O Nada e a Obra Secreta da Alma

Entre a dissolução e o despertar, a alma aprende a repousar no silêncio que cria o mundo.

 

“Seja o nada. E, nesse vazio que parece assustador, descobrirá o fundamento de tudo o que existe.”

A alma que desperta cedo ou tarde encontra o limiar do vazio. É o ponto em que todas as certezas se desfazem e o chão conhecido começa a ruir sob os pés. Muitos chamam isso de crise, outros de noite escura, mas em essência, é o chamado da Grande Obra. Porque antes que o ouro espiritual se revele, é preciso atravessar o negro da matéria, o estágio da nigredo, onde tudo se dissolve para que algo novo possa emergir.

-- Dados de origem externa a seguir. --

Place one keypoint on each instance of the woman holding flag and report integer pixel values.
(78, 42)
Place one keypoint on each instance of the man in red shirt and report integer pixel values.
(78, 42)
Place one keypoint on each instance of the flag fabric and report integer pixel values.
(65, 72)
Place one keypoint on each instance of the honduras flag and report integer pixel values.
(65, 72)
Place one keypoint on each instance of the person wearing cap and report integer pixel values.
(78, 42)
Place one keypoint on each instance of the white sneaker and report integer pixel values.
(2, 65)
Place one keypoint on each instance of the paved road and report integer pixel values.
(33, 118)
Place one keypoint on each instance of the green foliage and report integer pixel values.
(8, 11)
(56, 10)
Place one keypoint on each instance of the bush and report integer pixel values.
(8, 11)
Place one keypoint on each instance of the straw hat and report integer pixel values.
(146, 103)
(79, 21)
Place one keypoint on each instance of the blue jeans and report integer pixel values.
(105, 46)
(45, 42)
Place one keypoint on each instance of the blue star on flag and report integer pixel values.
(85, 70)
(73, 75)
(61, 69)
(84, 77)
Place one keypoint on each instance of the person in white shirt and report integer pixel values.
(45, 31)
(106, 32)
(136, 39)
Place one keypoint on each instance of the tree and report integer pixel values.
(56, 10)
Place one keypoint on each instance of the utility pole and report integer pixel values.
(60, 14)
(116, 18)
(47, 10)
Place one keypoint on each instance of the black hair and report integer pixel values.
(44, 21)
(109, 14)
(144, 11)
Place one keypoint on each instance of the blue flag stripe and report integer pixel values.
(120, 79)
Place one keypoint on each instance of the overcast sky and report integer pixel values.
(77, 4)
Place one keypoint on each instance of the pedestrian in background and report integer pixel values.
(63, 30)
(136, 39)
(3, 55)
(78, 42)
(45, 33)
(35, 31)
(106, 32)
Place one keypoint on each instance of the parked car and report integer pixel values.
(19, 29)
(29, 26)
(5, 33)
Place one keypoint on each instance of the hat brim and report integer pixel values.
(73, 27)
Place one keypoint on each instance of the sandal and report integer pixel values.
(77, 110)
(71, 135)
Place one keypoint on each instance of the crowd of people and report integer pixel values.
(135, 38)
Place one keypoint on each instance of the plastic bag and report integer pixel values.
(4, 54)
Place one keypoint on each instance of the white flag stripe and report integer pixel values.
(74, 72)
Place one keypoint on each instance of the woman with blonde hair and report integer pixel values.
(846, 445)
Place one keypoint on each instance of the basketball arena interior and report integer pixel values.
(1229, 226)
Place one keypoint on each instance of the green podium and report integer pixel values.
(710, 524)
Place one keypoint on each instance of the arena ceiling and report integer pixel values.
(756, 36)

O apego é o primeiro fogo dessa alquimia. Ele queima não para punir, mas para purificar. A cada vez que nos agarramos a uma forma, um nome, uma crença, uma imagem de nós mesmos, impedimos o fluxo do que está vivo. E quando a vida começa a retirar de nós o que julgávamos essencial, o ego se desespera, acreditando estar morrendo. Mas é apenas a casca que se parte para que o âmago respire.

O nada é o vaso hermético da alma. É o silêncio onde os elementos se encontram para se transformar. É a fase em que o chumbo das ilusões começa a ceder à luz invisível do espírito. O que o ego interpreta como fim, o Ser reconhece como retorno à fonte.

Assim como no Tao, o vazio é o princípio e o fim de todas as coisas. É dele que tudo brota e para ele que tudo retorna. O vazio não é um buraco, mas uma matriz, o útero cósmico onde a criação repousa antes de se manifestar. É o intervalo entre a inspiração e o sopro, entre a morte e o nascimento, entre o eu que era e o que está prestes a surgir.

No Mahamudra, essa sabedoria se traduz como o repouso absoluto da mente: o ponto onde não há esforço, nem busca, nem objeto. Onde o olhar se desfaz do que observa e torna-se o próprio espaço da observação. Ser o nada é, portanto, reconhecer-se como o campo onde todas as formas acontecem.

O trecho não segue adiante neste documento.